Bell residents have been clamoring for answers to questions about the city's financial management since The Los Angeles Times reported the compensation of the three city employees -- along with reporting that many members of Bell's city council earn nearly $100,000 a year.
Hernandez criticized the Times' "skewed view of the facts" and praised Rizzo's service.
The Los Angeles County district attorney's office is probing them and California Attorney General Jerry Brown and the California Public Employees' Retirement System, the pension giant known as Calpers, have opened a joint investigation.
Calpers has an interest in the compensation Bell provided because of the pension payments it must make.
Rizzo could amass pension payments of more than $30 million in retirement if he lives until age 83, according to an analysis by the California Foundation for Fiscal Responsibility, a group calling for an overhaul of the state's public pension system.
Brown's office said it plans to look beyond Bell in its probe, which will coincide with his campaign as the Democratic nominee to succeed Republican Governor Arnold Schwarzenegger.

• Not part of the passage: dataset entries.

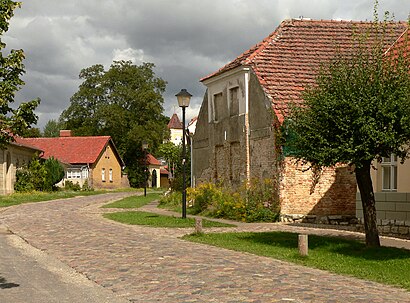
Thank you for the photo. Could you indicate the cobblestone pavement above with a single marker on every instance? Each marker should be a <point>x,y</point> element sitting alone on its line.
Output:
<point>144,264</point>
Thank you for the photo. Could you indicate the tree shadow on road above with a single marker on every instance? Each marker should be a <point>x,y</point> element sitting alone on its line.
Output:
<point>4,284</point>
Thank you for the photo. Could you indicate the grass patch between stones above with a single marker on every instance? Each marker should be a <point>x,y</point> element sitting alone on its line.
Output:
<point>134,201</point>
<point>348,257</point>
<point>155,220</point>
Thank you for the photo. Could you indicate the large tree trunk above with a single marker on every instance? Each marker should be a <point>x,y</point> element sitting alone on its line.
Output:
<point>364,183</point>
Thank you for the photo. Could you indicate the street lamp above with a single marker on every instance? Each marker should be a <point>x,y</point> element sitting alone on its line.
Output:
<point>183,98</point>
<point>144,148</point>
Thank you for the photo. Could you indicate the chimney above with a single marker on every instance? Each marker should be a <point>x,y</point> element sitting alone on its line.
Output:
<point>65,133</point>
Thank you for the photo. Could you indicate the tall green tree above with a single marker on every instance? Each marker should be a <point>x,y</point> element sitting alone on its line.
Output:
<point>12,121</point>
<point>124,102</point>
<point>358,112</point>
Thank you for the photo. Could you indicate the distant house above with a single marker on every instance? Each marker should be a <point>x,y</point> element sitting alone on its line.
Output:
<point>14,156</point>
<point>248,99</point>
<point>92,159</point>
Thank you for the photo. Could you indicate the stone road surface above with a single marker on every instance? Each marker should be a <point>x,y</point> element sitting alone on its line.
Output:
<point>143,264</point>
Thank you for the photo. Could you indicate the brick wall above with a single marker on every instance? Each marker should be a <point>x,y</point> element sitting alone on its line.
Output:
<point>334,193</point>
<point>107,161</point>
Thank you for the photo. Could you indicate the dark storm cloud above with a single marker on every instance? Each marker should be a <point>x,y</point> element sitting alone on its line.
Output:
<point>185,39</point>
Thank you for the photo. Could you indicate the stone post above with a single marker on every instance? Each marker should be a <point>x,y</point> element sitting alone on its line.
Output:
<point>303,245</point>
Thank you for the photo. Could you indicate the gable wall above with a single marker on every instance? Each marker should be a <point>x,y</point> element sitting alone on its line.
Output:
<point>107,161</point>
<point>219,151</point>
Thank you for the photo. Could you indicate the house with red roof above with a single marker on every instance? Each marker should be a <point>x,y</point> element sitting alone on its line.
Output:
<point>246,102</point>
<point>91,159</point>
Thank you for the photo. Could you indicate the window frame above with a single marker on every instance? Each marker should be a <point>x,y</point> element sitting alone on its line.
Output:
<point>390,164</point>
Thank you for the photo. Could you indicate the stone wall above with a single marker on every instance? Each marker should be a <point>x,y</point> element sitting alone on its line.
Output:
<point>302,193</point>
<point>393,213</point>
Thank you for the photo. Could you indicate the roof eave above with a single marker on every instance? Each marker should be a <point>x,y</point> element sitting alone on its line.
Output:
<point>225,74</point>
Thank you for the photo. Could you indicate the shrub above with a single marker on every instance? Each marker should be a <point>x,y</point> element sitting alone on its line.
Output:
<point>257,202</point>
<point>69,185</point>
<point>171,200</point>
<point>31,177</point>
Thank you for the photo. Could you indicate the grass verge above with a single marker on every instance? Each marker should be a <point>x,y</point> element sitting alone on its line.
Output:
<point>134,201</point>
<point>19,198</point>
<point>348,257</point>
<point>155,220</point>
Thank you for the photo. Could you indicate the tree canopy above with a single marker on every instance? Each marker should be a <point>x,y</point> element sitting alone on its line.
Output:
<point>124,102</point>
<point>12,121</point>
<point>358,111</point>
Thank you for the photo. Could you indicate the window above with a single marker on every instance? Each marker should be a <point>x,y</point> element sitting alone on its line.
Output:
<point>218,107</point>
<point>389,173</point>
<point>234,101</point>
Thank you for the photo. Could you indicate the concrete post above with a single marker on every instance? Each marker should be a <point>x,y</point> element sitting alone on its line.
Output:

Schwarzenegger is making pension reform a condition for his signature on a state budget, a challenge purely on fiscal terms because he must negotiate a spending plan that closes a $19 billion shortfall with the Democrat-led legislature.
Former eBay Inc chief executive Meg Whitman is the Republican nominee for governor and is for pension reform. It could include providing new public employees less generous benefits or even putting them into retirement accounts like the 401(k)s in the private sector.
Brown has proposed limits on public pensions and in his office's statement said the salaries at issue in Bell are "shocking and outrageous."